Finding This 1964 JFK Half Dollar in Your Change Jar Could Be Worth $19,975
Take a closer look at the former president's coif.
Most of the coins rattling around in our wallets and change jars are worth exactly the amount stamped on them — but certain sneaky ones can have much higher values hiding in plain sight. If you’re ever lucky enough to spot a particular 1964 JFK half dollar in your collection, you might be able to cash in on a whole lot more than 50 cents.
The first printing of these coins included extra-detailed hairs on Kennedy’s head just above his ear, explain the experts at Professional Coin Grading Services (PCGS). Appropriately known as the 1964 Accented Hair JFK Half Dollar, those strands can add up to some major moolah. For example, one was sold at an auction in 2017 for a whopping $19,975!

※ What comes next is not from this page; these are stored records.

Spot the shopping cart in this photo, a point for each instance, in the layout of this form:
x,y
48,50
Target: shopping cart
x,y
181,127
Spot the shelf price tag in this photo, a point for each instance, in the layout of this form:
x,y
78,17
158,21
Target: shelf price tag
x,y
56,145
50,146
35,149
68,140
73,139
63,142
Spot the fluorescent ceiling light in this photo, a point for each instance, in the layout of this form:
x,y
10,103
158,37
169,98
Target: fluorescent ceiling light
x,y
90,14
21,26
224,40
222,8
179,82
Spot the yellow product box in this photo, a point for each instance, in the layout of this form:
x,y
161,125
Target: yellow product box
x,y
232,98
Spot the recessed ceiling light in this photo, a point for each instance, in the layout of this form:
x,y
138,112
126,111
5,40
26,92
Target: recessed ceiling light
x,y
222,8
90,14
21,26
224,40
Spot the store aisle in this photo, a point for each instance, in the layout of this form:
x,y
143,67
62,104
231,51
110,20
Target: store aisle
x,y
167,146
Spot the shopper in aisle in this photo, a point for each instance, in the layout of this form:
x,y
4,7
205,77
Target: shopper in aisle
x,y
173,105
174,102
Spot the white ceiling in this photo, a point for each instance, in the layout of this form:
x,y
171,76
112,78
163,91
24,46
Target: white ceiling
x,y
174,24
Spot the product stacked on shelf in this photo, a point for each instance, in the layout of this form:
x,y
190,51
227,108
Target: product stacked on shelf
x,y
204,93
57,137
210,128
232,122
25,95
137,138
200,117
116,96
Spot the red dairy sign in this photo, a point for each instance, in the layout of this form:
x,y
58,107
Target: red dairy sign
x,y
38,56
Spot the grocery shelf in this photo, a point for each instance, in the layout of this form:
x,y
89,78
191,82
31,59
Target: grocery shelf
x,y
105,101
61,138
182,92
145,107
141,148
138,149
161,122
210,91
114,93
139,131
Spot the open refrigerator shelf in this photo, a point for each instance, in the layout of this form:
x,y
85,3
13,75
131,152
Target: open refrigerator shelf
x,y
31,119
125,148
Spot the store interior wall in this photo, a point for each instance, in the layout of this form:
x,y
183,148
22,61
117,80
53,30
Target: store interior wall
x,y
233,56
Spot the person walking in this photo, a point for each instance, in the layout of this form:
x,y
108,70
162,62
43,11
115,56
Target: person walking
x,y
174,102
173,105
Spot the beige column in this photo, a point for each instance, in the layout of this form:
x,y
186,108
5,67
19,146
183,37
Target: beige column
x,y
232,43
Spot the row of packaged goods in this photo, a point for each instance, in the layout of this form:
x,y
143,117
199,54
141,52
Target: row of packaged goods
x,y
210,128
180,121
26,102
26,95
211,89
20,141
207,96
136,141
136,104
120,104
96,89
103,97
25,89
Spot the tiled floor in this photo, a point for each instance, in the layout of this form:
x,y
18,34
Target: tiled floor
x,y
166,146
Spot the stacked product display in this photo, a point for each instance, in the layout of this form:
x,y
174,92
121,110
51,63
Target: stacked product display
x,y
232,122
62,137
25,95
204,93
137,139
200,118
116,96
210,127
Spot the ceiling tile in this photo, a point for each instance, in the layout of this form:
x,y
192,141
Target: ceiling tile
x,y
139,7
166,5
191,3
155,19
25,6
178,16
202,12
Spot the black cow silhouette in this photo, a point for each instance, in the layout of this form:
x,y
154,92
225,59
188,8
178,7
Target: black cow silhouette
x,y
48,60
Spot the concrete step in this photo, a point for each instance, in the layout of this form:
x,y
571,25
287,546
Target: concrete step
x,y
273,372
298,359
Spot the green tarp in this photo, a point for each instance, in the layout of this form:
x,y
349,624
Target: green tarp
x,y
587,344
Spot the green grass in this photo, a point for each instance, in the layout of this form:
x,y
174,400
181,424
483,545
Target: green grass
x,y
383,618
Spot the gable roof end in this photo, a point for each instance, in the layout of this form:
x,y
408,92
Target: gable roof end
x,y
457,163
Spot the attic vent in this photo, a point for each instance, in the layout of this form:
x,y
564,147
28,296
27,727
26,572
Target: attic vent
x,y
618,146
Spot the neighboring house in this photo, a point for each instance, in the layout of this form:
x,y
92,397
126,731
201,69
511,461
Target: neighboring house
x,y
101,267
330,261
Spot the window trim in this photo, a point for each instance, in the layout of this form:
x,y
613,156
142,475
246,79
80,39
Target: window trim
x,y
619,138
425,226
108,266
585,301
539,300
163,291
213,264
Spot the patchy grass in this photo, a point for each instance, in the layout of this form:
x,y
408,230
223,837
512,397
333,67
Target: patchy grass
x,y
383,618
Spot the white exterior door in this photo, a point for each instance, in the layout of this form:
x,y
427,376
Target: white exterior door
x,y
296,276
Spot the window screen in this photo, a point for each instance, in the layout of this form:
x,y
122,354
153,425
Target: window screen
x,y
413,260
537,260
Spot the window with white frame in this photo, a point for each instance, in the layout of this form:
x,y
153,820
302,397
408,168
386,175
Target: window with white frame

Another tell-tale sign you have one of these 50 cent pieces will be a missing serif at the bottom of the “I” in the word “Liberty.” Unlike the hair, this letter is less detailed on its lower left side. There were about 4 million of these half dollars produced before they switched to the more common JFK coins that don’t feature noticeable strands of hair, plus the fixed “I.”
Apparently, it was Jaqueline Kennedy who requested the accented hairdo on her husband’s image be toned down after the initial printing. You can find photos for comparison on the PCGS website.
Of course, like other coins worth money, the quality will make a huge difference in the 1964 JFK Accented Hair Half Dollar’s value. Aside from the nearly $20,000 jackpot mentioned above, prices listed on PCGS range from the lower end at $150, a middle ground of about $1,000 to $3,000, and the higher end of $9,000 to $17,000.
Clearly, even if you find one of these half dollars that isn’t in the most pristine condition, you could still get quite a bit of cash for it.
Now go ahead and check your change jar! Who knows, you might have a few other valuable coins tucked away in there (like a penny worth more than $100,000 or a rare nickel worth millions).